Ilracconto è finito. Tutto qui? domanderà il lettore. Tutto qui, rispondiamo noi. E per oggi, francamente, non abbiamo nulla di più emozionante da narrare. Speriamo in seguito.
Il seguito verrà assai presto. Proprio stamani ne abbiamo avuto conferma. Era da poco suonata la sveglia ed il campo era tutto una distesa di più o meno candidi asciugatoi; gli uomini, a dorso nudo, prima ancora di sorbire il caffè, sbandieravano le salviette attorno alle faccie gocciolanti dell'acqua della vicina fontana; le vedette, che avevan prestato servizio per le ultime ore della notte e le prime del mattino, ricevano il cambio dai camerati incaricati del servizio diurno e noi stavamo tranquillamente sbocconcellando l'ultimo residuo di pagnotta dentro la gavetta, quando un portaordini percorse velocemente lo schieramento delle tende gridando: Comandanti di plotone e di squadra a rapporto!

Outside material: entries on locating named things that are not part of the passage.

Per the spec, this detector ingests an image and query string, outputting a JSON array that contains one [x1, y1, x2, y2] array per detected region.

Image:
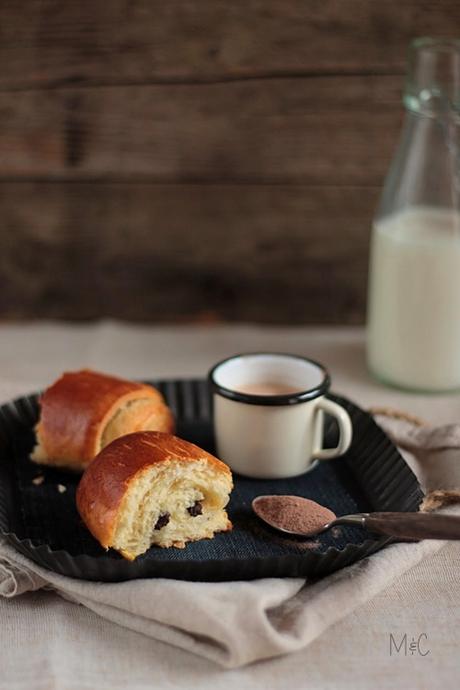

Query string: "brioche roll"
[[77, 431, 233, 560], [31, 369, 174, 471]]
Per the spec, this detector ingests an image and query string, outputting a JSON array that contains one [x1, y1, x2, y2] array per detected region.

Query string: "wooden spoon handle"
[[364, 513, 460, 540]]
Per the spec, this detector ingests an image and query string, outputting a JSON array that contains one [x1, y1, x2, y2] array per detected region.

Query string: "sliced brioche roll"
[[31, 369, 174, 471], [77, 431, 233, 560]]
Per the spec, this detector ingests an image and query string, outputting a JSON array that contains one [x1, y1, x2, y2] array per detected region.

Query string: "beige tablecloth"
[[0, 323, 460, 689]]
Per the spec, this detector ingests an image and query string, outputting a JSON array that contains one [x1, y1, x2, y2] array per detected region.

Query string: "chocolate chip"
[[187, 501, 203, 517], [153, 513, 171, 529]]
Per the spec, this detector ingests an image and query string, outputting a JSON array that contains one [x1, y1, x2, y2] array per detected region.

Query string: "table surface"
[[0, 322, 460, 690]]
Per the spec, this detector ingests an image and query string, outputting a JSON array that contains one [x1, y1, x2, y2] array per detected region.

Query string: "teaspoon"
[[252, 496, 460, 541]]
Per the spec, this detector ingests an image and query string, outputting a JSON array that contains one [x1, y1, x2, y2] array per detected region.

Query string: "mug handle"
[[313, 398, 353, 460]]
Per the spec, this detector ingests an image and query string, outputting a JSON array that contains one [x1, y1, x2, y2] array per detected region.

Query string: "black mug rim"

Via di corsa verso il Comando di Compagnia. Il Centurione G. M., comandante il nostro reparto anticarro, accolse gli ufficiali ed i sottufficiali con la più consolante delle notizie. Oggi partiamo per andare in linea.
Tutti gli occhi si posarono sulla grande carta del settore e seguirononcon attenzione l'indice del comandante che indicava le tappe del percorso: Qui siamo noi... Qui un bivio ... Andremo a destra ... Prenderemo questa pista ... Raggiungeremo X...., poi B., e ci fermeremo qui, a Z..., in attesa di ulteriori ordini. Capito? ... Leveremo subito il campo.
Provvedete alla sistemazione dei carichi e delle macchine. Alle nove rancio. In mezz'ora si distribuisce, si mangia e si lava la gavetta, ribattè. Non voglio gavette sporche nelle borse tattiche. Borraccie e bidonin pieni d'acqua. Provvedere subito. ALle nove e mezzo partenza. Alle nove in punto. Ognuno mi risponderà dei propri uomini, macchine e materiali. Capito? ... Via, al lavoro!
Un attimo e poi su e giù per l'accampamento risuonò l'ordine ormai tradizionale. Disfare le tende, affardellare gli zaini!